Tangleroot is a tense mother-daughter story, one of kinship and secrets, of hidden histories, and of shadowed racist legacies in a small town. Readers can expect to think closely about real-life issues: banned books and curriculums, erased or destroyed historic Black communities, and monuments that have never served us. But they’ll encounter plenty of humor, and above all, a sense of resilience that, like genes, can pass through generations.
Where did the inspiration for Tangleroot come from?
When I was thirteen, I visited an enslaved people’s cemetery for the first time. The burials weren’t marked with inscribed gravestones, like what I expected. They were simply marked with rocks, so I did not know names. I did not know dates. I did not know relationships between those interred. And so I felt that my life’s work would be to give names to the unknown, the unremembered.
Were there any moments or characters you really enjoyed writing or exploring?
I loved writing snarky, irreverent Noni, and her mother, the exacting perfectionist, Radiance Carden. Both of them are so different from me and from my mother, so it was fun to “be” someone else by bringing them to life. I learned a lot from these two ladies, too.
This is your debut published novel! What was the road to becoming a published author like for you?

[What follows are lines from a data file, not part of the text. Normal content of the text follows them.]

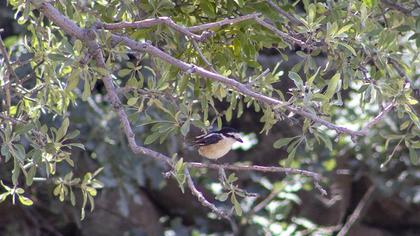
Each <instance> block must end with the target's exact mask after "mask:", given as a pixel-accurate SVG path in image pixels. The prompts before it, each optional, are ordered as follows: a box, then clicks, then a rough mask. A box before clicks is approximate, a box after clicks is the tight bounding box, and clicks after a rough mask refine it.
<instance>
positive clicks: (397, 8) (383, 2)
mask: <svg viewBox="0 0 420 236" xmlns="http://www.w3.org/2000/svg"><path fill="white" fill-rule="evenodd" d="M382 2H383V3H384V4H385V5H387V6H388V7H390V8H392V9H394V10H397V11H400V12H402V13H404V14H406V15H409V14H410V13H411V10H410V9H407V8H405V7H403V6H401V5H400V4H398V3H396V2H395V0H394V1H390V0H382Z"/></svg>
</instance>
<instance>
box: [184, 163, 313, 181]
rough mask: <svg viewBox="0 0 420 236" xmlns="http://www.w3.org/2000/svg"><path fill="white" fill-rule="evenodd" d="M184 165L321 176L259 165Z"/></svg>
mask: <svg viewBox="0 0 420 236" xmlns="http://www.w3.org/2000/svg"><path fill="white" fill-rule="evenodd" d="M186 165H187V166H188V167H191V168H199V169H214V170H219V169H220V168H222V169H224V170H235V171H258V172H272V173H285V174H299V175H304V176H307V177H310V178H313V179H316V180H320V179H321V175H319V174H318V173H315V172H311V171H307V170H300V169H295V168H288V167H279V166H259V165H241V164H232V165H231V164H214V163H200V162H186Z"/></svg>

Long. Twisty. Full of dead-ends, and gopher-holes that could snap an ankle. I tried finding an agent for a proto-version of Tangleroot in 2011, with no dice. It was devastating, because by then I had put in hours upon hours of research, and years of writing. So I put the manuscript down for almost a decade, but I always had the feeling that the book had legs. I finally came back to it during the pandemic, when I made major rewrites and revisions. For me, Tangleroot is not just a story of persistence, but of trusting your material.
What’s next for you?
Well, writers gonna write. So I’m working on another story of family secrets.
Lastly, what books have you enjoyed so far this year and are there any that you can’t wait to get your hands on?
It’s tough to squeeze in “leisure reads” because I read a ton of books for work. But reading as part of your job? Not a bad gig. With that, I loved: The Wide Wide Sea by Hampton Sides; A Walk in the Park by Kevin Fedarko; The House of Eve by Sadeqa Johnson, The Apology by Jimin Han and Lone Woman by Victor LaValle. I can’t wait to read: Looking for Smoke by K.A. Cobell and The Great Cool Ranch Dorito in the Sky by Josh Galarza.